Java – How to design a complex REST API considering DB performance

databasehibernatejavaperformancerest

I've been following some tutorials on how to design REST APIs, but I still have some big questions marks. All these tutorials show resources with relatively simple hierarchies, and I would like to know how the principles used in those apply to a more complex one. Furthermore, they stay at a very high/architectural level. They barely show any relevant code, let alone the persistence layer. I'm specially concerned about database load/performance, as Gavin King said:

you will save yourself effort if you pay attention to the database at
all stages of development

Let's say my application will provide training for Companies. Companies have Departments and Offices. Departments have Employees. Employees have Skills and Courses, and certain Level of certain skills are required to be able to sign for some courses. The hierarchy is as as follows, but with :

-Companies
  -Departments
    -Employees
      -PersonalInformation
        -Address
      -Skills (quasi-static data)
        -Levels (quasi-static data)
      -Courses
        -Address
  -Offices
    -Address

Paths would be something as:

companies/1/departments/1/employees/1/courses/1
companies/1/offices/1/employees/1/courses/1

Fetching a resource

So ok, when returning a company, I obviously don't return the whole hierarchy companies/1/departments/1/employees/1/courses/1 + companies/1/offices/../. I might return a list of links to the departments or the expanded departments, and have to take the same decission at this level: do I return a list of links to the department's employees or the expanded employees? That will depend on the number of departments, employees, etc.

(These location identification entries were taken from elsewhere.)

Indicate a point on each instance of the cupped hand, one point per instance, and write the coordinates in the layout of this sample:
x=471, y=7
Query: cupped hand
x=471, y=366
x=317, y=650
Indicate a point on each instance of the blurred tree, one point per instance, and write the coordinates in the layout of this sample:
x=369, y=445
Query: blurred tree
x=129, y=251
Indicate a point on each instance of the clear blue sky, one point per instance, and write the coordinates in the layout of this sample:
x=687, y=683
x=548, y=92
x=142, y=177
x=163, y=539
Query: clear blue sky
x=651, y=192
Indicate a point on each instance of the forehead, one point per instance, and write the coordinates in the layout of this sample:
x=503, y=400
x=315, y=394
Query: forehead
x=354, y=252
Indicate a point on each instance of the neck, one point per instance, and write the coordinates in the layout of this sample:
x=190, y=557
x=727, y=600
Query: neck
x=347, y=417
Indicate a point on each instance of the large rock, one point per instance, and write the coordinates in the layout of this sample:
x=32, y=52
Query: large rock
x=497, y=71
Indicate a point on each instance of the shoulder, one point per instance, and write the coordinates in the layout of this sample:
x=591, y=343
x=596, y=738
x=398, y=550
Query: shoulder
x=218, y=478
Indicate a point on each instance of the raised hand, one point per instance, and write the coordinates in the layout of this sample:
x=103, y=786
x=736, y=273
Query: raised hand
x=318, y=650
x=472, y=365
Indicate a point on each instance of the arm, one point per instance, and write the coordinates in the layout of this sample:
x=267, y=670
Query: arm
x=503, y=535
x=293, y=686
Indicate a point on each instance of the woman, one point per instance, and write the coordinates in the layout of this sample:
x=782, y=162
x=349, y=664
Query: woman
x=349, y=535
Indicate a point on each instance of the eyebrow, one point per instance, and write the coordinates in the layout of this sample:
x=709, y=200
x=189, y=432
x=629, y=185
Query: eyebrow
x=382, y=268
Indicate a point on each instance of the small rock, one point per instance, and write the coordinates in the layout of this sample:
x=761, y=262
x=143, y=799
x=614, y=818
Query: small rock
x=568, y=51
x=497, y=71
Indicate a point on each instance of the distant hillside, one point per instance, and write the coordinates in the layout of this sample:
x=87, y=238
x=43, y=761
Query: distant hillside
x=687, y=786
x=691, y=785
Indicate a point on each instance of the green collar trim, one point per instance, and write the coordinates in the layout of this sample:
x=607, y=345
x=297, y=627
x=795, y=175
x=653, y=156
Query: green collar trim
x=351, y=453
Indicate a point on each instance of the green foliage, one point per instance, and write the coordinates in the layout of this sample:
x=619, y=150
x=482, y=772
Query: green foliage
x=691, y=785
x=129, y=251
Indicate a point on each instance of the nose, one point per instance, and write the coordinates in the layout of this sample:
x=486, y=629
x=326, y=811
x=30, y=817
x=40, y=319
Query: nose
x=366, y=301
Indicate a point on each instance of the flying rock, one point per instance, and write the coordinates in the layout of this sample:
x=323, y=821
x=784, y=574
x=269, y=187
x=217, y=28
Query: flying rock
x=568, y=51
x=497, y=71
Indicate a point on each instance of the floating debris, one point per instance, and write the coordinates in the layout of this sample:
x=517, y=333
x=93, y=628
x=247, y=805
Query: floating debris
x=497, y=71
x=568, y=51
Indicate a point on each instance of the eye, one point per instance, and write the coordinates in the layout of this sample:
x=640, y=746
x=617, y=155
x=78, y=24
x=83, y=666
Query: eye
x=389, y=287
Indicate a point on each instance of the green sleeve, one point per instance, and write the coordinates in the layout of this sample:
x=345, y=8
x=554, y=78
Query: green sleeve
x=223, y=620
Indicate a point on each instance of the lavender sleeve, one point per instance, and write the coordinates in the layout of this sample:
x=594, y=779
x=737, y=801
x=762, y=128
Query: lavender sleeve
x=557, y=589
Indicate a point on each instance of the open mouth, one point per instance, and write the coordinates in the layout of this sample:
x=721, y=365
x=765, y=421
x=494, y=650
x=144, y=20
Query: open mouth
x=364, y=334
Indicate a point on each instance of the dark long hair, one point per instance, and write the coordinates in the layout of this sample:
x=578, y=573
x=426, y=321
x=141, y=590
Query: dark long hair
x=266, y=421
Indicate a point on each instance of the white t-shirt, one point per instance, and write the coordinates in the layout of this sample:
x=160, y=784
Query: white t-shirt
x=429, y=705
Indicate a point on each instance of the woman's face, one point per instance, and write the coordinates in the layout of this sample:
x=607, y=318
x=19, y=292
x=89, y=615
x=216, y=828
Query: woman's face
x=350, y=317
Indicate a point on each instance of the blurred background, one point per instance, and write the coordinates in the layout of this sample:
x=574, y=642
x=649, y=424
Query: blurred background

Question 1: Is my thinking correct, is "where to cut the hierarchy" a typical engineering decission I need to make?

Now let's say that when asked GET companies/id, I decide to return a list of links to the department collection, and the expanded office information. My companies don't have many offices, so joining with the tables Offices and Addresses shouldn't be a big deal. Example of response:

GET /companies/1

200 OK
{
  "_links":{
    "self" : {
      "href":"http://trainingprovider.com:8080/companies/1"
      },
      "offices": [
            { "href": "http://trainingprovider.com:8080/companies/1/offices/1"},
            { "href": "http://trainingprovider.com:8080/companies/1/offices/2"},
            { "href": "http://trainingprovider.com:8080/companies/1/offices/3"}
      ],
      "departments": [
            { "href": "http://trainingprovider.com:8080/companies/1/departments/1"},
            { "href": "http://trainingprovider.com:8080/companies/1/departments/2"},
            { "href": "http://trainingprovider.com:8080/companies/1/departments/3"}
      ]
  }
  "name":"Acme",
  "industry":"Manufacturing",
  "description":"Some text here",
  "offices": {
    "_meta":{
      "href":"http://trainingprovider.com:8080/companies/1/offices"
      // expanded offices information here
    }
  }
}

At the code level, this implies that (using Hibernate, I'm not sure how it is with other providers, but I guess that's pretty much the same) I won't put a collection of Department as a field in my Company class, because:

As said, I'm not loading it with Company, so I don't want to load it eagerly
And if I don't load it eagerly, I might as well remove it, because the persistence context will close after I load a Company and there is no point in trying to load it afterwards (LazyInitializationException).

Then, I'll put a Integer companyId in the Department class, so that I can add a department to a company.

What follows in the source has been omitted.